Kamuoyu araştırmalarına göre, Trump'ın partide hala ciddi bir desteği alabildiği görülüyor. Ancak geçtiğimiz haftalarda yaşananlar, zaten koltuğunu yitirmiş olan Trump'a son darbeyi indirmek isteyen düşmanlarını güçlendirecek.
Trump, her zamankinden daha büyük bir risk altında.
Son beş yıldır, kendisiyle ilgili kehanetlerde bulunanların analizlerinin yanlış olduğunu kanıtlayan Trump, başka siyasetçileri çoktan devirecek skandallardan ve tartışmalardan gücünü koruyarak çıktı.
Bu sefer durum farklı görünüyor.
Senato süreci Biden için sıkıntılı
ABD'nin 46. Başkanı seçilen ve 20 Ocak'ta görevi revralacak olan Joe Biden, her gün 4 binden fazla ABD'linin yaşamına mal olan ve ekonomiyi gittikçe zorlayan Covid-19 salgınıyla boğuşmak zorunda.
Senato, Trump'ın azledilmesi süreciyle uğraşırken Biden'ın farklı gündemleri olacak.
Cumhuriyetçiler, azil sürecinin, "iyileşmeye ihtiyaç duyan" Amerikan ulusunu biraz daha ayrıştıracağı uyarısını yapıyor. Bu durumun, Biden'ın vadettiği "ülkeyi birleştirme" hedefini zorlaştıracağı kanaatindeler.

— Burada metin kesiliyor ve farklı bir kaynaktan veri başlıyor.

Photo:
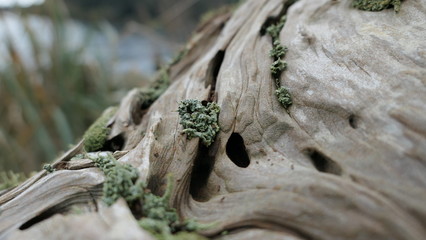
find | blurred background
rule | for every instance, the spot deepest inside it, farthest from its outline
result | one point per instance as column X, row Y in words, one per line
column 63, row 61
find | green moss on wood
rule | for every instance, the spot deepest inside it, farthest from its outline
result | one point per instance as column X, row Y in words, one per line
column 199, row 120
column 161, row 220
column 121, row 180
column 278, row 52
column 284, row 97
column 377, row 5
column 10, row 179
column 97, row 134
column 278, row 67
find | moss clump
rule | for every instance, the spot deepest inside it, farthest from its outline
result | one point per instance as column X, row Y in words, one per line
column 121, row 180
column 157, row 216
column 278, row 67
column 48, row 167
column 96, row 136
column 278, row 52
column 199, row 120
column 377, row 5
column 11, row 179
column 284, row 97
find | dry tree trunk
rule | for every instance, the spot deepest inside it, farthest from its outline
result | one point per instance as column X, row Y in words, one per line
column 346, row 161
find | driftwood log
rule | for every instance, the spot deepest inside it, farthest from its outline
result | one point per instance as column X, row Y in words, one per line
column 346, row 161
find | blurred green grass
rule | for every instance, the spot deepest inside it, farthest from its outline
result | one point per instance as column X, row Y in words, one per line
column 46, row 108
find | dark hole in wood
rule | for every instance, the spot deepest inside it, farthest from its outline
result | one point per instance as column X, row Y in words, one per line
column 236, row 151
column 114, row 144
column 269, row 21
column 39, row 218
column 323, row 163
column 353, row 121
column 213, row 72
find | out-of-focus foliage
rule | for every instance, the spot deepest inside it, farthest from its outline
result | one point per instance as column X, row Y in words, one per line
column 46, row 108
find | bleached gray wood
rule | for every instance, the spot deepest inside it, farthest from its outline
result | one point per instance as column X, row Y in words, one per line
column 358, row 84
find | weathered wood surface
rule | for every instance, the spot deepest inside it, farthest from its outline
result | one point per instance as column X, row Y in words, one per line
column 347, row 161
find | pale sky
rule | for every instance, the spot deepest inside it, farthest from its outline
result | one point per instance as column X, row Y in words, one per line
column 20, row 3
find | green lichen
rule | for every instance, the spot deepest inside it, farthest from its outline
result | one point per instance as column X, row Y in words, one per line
column 11, row 179
column 96, row 136
column 278, row 52
column 49, row 167
column 121, row 179
column 199, row 120
column 284, row 97
column 377, row 5
column 278, row 67
column 158, row 217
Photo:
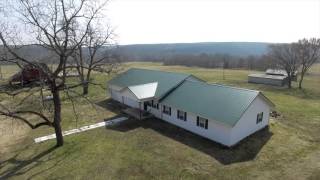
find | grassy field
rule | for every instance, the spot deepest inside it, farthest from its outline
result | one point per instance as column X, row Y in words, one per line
column 153, row 149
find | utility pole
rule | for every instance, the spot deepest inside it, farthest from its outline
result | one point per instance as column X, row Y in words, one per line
column 0, row 73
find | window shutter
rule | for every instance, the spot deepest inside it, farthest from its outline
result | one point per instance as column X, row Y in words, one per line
column 197, row 120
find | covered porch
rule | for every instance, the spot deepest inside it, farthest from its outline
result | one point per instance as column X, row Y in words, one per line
column 139, row 98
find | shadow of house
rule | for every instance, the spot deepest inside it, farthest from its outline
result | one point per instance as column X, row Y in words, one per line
column 245, row 150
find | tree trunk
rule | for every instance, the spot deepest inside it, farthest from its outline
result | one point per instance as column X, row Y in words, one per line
column 301, row 79
column 85, row 88
column 289, row 82
column 57, row 117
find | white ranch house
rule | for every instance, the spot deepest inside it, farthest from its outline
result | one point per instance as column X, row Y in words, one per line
column 220, row 113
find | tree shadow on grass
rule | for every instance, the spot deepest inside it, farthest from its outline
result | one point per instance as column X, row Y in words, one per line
column 20, row 166
column 244, row 151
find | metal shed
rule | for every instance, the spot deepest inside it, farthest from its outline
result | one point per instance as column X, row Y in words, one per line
column 273, row 80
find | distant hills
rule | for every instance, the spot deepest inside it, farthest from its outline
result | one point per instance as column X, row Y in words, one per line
column 162, row 51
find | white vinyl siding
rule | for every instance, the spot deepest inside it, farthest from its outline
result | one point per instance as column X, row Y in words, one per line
column 166, row 110
column 259, row 117
column 154, row 105
column 202, row 122
column 182, row 115
column 248, row 122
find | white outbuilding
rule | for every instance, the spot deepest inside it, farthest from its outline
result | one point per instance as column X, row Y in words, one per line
column 220, row 113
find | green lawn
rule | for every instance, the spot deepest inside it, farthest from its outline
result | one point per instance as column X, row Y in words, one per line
column 288, row 149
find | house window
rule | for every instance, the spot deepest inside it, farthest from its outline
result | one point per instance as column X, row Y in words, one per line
column 182, row 115
column 259, row 117
column 166, row 110
column 202, row 122
column 154, row 105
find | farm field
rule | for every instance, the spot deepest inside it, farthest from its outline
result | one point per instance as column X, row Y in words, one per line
column 154, row 149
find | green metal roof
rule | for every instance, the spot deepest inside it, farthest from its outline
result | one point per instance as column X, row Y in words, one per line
column 221, row 103
column 134, row 76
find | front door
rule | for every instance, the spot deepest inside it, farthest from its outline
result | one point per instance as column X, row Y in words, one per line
column 145, row 106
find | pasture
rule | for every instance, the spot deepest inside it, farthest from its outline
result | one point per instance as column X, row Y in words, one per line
column 153, row 149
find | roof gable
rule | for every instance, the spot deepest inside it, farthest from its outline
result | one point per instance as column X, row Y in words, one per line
column 144, row 91
column 221, row 103
column 166, row 80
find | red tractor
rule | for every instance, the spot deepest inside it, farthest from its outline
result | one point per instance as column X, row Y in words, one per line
column 30, row 73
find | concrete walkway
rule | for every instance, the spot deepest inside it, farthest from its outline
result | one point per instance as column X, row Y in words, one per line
column 82, row 129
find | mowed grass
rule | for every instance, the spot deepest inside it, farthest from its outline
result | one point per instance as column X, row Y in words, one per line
column 153, row 149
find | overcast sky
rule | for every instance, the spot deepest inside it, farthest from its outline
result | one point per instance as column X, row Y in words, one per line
column 173, row 21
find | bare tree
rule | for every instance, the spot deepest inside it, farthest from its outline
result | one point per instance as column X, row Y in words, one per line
column 95, row 53
column 309, row 53
column 50, row 25
column 286, row 57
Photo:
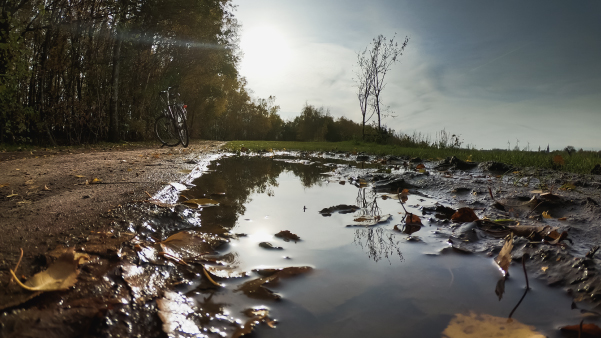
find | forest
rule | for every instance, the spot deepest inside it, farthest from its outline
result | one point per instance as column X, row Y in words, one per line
column 86, row 71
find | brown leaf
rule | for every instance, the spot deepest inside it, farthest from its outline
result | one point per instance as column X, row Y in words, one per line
column 504, row 257
column 464, row 215
column 412, row 219
column 201, row 202
column 255, row 288
column 287, row 236
column 59, row 276
column 557, row 159
column 484, row 325
column 257, row 316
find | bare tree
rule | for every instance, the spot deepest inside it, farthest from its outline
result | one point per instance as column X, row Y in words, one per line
column 374, row 63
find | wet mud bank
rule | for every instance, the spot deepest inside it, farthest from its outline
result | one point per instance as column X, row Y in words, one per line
column 324, row 245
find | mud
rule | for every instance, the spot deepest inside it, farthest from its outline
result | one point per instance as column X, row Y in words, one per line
column 125, row 289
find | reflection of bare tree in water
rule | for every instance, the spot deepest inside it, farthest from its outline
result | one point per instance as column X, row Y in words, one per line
column 367, row 208
column 378, row 244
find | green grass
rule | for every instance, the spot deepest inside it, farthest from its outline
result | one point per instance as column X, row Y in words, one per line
column 579, row 162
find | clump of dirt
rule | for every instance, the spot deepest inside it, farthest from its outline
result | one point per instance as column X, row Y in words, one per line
column 556, row 216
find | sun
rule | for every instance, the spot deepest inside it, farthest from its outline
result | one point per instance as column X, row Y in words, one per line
column 266, row 51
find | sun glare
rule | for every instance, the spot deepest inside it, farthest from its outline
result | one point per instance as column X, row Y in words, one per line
column 266, row 50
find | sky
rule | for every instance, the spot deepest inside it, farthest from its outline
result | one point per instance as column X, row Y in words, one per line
column 498, row 73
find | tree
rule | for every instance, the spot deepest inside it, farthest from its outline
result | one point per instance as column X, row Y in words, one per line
column 374, row 63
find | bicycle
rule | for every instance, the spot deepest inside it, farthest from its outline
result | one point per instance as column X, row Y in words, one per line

Azil süreci, başkanlığının ilk günlerinde Biden için gerçek pratik zorluklar ortaya çıkarabilir. Trump hakkındaki yargılamaya odaklanan Senato, Biden'ın "ilk 100 gün" hedeflerine odaklanmakta güçlük yaşayacaktır. Biden'ın yeni görevlendirmelerinin onaylanmasında yaşanabilecek gecikmeler de federal hükümetin yönetimini Biden açısından zorlaştırabilir.
Biden'ın talebi, Senato'nun Trump'ın yargılanma sürecine yarı zamanlı mesai ayırması ve yeni dönemin görevlendirmelerine de mesai harcaması oldu.
Ancak bu planın Cumhuriyetçi ya da bağımsız Senato üyeleri tarafından benimseneceğinin garantisi yok.
Yeni başkanlar için ilk 100 gün, siyasi etkinin en yüksek düzeyde olduğu kritik bir süreç olmuştur. Biden'ın mesaisinin bir kısmının bu mücadeleye aktarılacağını söylemek mümkün.